Ironically, it is the Polish government today that aims at doing away with the principles of its own democratic constitution and its rich democratic history. The present government’s positions are in complete opposition to the constitutional narrative. Prior to the current regime, a landmark judgement (K32/09) in 2010 of Poland’s Constitutional Tribunal did not consider EU membership a loss of national sovereignty but rather a testimony to that very principle, expressing the Polish Republic’s ability to act as a sovereign state, choosing its own international commitments. It is the Polish people, as part of a wider European understanding, that exercise their sovereignty when delegating competences to the Union. Polish does not exclude European. It is a complementary relationship that constitutes a rebuttal to the recent actions of the governing PiS/Law and Justice Party and the jurisprudence of its biased Polish Constitutional Tribunal.

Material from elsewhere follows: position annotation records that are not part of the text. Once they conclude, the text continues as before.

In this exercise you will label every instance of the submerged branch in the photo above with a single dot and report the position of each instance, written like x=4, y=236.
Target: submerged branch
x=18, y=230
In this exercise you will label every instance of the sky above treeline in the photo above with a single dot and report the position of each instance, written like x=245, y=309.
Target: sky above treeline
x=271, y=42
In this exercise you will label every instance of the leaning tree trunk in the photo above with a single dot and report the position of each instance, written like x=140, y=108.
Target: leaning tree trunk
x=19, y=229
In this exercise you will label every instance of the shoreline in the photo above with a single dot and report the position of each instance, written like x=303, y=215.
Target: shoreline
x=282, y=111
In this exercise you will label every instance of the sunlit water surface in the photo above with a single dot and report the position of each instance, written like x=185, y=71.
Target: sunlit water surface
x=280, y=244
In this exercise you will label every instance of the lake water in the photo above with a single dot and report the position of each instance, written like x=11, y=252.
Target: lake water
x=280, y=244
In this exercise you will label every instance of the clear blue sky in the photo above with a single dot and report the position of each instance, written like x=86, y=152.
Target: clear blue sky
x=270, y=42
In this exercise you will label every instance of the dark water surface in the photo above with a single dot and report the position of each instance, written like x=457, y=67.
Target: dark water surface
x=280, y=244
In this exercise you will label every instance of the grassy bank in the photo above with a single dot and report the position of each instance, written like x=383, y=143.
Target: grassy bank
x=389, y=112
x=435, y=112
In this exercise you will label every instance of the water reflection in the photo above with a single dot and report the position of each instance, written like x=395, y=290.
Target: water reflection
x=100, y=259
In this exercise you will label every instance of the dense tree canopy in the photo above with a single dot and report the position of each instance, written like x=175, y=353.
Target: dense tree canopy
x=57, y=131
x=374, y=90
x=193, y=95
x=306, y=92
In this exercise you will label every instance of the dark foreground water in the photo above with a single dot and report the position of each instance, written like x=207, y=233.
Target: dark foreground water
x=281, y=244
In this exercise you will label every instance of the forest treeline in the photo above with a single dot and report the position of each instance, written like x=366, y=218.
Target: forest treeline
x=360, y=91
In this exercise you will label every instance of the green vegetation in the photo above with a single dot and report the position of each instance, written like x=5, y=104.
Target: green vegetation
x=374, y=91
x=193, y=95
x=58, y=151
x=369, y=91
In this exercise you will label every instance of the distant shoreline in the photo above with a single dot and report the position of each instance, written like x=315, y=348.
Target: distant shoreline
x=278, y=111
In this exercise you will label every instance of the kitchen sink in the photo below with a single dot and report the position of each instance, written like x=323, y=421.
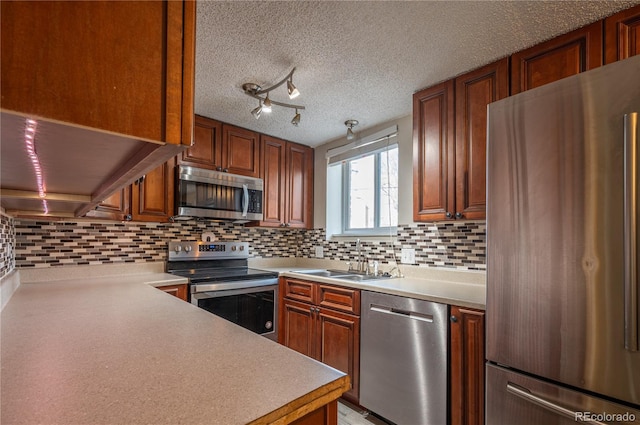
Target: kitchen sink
x=341, y=274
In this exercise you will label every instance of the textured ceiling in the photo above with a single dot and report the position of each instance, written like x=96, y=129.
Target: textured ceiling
x=358, y=59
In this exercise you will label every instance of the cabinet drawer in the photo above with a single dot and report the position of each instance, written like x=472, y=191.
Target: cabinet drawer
x=338, y=298
x=298, y=290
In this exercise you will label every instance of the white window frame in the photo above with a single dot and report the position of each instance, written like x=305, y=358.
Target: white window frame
x=346, y=177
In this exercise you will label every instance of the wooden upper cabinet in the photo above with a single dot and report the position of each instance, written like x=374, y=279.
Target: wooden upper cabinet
x=240, y=151
x=115, y=207
x=563, y=56
x=288, y=183
x=467, y=366
x=474, y=91
x=124, y=67
x=206, y=151
x=274, y=154
x=622, y=35
x=152, y=197
x=299, y=176
x=433, y=153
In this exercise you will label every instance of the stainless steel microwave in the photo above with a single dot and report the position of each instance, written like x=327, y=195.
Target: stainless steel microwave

For the upcoming elections, the opposition parties Civic Coalition (KO), Polish People’s Party (PSL), the Left (Lewica), and Polska 2050 (P2050) have formed an electoral alliance. The latest opinion polls show a very tight election. Poland’s proponents of democracy, the rule of law, civil rights and gender equality hope to partner with the EU to protect the country’s democratic system. If the opposition prevails, Poland’s anti-democratic judicial reforms might be depicted, in the words of constitutional scholars Miroslaw and Katarzyna Granat, as a temporary period of “constitutional violence” in the grand scheme of a republican history, where the previous Communist authoritarians and the current rightwing regime represent historical interludes.
Under the helpful guidelines and watchful oversight of EU laws, institutions and procedures, the hope is that the fostering of civil society and individual agency will create the deliberative openings and political spaces needed as part of Poland’s transition to the core principles of democratic government.